食べられない、話すこともできない時にも、それでもスープの匂いを嗅ぎ、それを舐めることで、自分が目すべき健常者としての生活を忘れることなく思い続けることができたと。
その経験から、私は患者さんのために尽力できる管理栄養士になりたいと思うようになりました。
小学生の頃から調理クラブに入り、中学校、高校とも調理部に所属していましたので、幼い頃から料理は日常的に行ってきましたが、兄が病気になって初めて、食事は健康を支えるものでもあり、絶望日々の中でも幸福を与えることができる、ということがはっきりと理解できたのです。
兄はバンドマンで、生活も不規則になりがちでした。ツアーやレコーディングとなると外食も増え、とても栄養バランスに気遣えるような状況ではなかったのを身近で見てきました。でもそのような例は兄だけではなく、多くの現代人が陥りがちなことであると思います。
そこで私は、」
面接官は先程とはまるで打って変わったミリアの姿に、目を見張りほとんど謹聴するばかりになっている。
「現代人が健康で過ごせるための食の提案をすることはもちろん、病気になってしまった患者様にも楽しみに思ってもらえ、かつ病気と戦えるだけの栄養を培える食事を提供できる、管理栄養士になりたいのです。食事を通して、端的に言えば幸せになってほしいのです。食事は日々誰もにとって欠かすことのできない、その意味においてルーチンワークかもしれませんが、そんな日常的な場面場面で幸せを得ることが人生においては一番大切ではないかと思うのです。」
そこまで述べたミリアの胸中にはかつて、父親から与えらた暴力の数々と、同時に何も与えられず、犯罪も辞さないと思考停止するほどの空腹に襲われていたあの日々が思い浮かんできた。
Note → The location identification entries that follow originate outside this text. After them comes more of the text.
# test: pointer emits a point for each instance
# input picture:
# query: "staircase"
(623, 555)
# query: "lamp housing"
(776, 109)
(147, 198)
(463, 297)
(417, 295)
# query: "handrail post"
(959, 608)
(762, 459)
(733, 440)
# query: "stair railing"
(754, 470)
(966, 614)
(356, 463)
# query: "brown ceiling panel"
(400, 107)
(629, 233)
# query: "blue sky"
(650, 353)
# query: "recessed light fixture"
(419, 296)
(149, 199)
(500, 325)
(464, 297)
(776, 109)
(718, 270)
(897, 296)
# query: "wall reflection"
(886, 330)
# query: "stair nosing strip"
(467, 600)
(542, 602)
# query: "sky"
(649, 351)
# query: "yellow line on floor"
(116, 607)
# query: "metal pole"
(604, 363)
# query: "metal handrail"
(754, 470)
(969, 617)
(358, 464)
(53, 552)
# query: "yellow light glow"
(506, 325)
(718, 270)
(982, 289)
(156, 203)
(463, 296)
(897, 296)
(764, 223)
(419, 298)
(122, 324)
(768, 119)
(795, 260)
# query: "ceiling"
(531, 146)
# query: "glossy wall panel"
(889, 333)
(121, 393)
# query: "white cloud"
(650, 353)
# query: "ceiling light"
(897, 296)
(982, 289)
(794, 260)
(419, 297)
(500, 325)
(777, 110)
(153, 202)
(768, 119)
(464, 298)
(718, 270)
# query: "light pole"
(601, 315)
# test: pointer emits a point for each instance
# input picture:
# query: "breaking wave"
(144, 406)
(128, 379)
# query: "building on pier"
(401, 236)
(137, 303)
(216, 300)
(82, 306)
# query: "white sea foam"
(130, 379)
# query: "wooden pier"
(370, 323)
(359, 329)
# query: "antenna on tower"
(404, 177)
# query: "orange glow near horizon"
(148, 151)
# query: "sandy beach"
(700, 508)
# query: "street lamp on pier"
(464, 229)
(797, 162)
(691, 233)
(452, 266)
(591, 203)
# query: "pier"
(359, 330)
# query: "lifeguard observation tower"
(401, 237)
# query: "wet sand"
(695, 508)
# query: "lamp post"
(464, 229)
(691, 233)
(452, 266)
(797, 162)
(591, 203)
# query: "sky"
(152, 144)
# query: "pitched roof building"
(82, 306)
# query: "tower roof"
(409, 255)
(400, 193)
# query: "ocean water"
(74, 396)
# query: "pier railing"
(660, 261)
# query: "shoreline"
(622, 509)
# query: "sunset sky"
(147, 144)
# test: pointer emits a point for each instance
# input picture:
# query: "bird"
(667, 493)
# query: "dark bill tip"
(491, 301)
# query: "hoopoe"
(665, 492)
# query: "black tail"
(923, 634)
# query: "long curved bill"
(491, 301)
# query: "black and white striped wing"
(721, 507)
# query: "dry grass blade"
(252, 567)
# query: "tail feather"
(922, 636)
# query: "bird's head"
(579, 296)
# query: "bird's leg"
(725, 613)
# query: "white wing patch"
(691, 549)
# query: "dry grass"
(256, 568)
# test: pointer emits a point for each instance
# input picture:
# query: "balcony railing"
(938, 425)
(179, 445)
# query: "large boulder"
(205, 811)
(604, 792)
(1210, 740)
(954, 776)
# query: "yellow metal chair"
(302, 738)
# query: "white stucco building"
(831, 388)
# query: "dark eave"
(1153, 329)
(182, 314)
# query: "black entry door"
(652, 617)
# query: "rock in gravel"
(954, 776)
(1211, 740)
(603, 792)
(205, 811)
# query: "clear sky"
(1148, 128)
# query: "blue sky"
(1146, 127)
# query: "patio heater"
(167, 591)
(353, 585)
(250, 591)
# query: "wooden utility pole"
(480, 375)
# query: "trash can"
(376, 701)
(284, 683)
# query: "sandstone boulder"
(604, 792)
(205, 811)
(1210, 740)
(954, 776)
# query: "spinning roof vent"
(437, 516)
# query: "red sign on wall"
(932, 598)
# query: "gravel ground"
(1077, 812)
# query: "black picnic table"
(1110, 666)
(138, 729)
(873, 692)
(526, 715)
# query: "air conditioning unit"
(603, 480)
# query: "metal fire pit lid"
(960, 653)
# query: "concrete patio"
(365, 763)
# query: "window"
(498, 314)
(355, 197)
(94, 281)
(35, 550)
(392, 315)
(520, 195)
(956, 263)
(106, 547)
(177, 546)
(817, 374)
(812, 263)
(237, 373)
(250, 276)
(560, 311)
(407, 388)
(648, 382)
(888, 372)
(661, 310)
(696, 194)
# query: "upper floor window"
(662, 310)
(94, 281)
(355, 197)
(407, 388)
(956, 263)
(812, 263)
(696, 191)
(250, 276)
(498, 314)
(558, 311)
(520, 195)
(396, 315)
その日々を断ち切ってくれたのは、嗚呼、このかばんの中に入っている、あの白い焼きそばなのである。ミリアは焼きそばに対し沸き起こって来た深い愛情と痛烈な食欲に、ごくり、と生唾を飲み込んだ。
「実際に兄が入院している際には管理栄養士さんに何度もアドバイスを頂き、退院後食生活で留意すべきことを教えて頂きました。正直、私ががんに対して勘違いしていたことも多くありましたし、従いまして、不勉強を恥じたことも少なくはありませんでした。しかし、日々の食事が体を作り、したがって積み重ねが大切ということを十分に教えて頂けたことが、私も将来管理栄養士として社会に貢献していきたいと強く思わされるきっかけとなったのです。
兄が退院してからは頂いたパンフレットや、教えて頂いたことを記したノートをよく読み、それに則った料理を作っています。兄は来週検査がありますが、食欲も戻り、今はとても健康そうに生活をしています。ですから絶対大丈夫だと確信しています!」なんだか練習とは違った終わり方になったことに気付いて、ミリアはあれ、と首を傾げる。
「わかりました。それでは黒崎さん。データはお持ちになっていますね。続いてプレゼンテーションをお願いします。」
「はい!」ミリアは意気揚々と立ち上がった。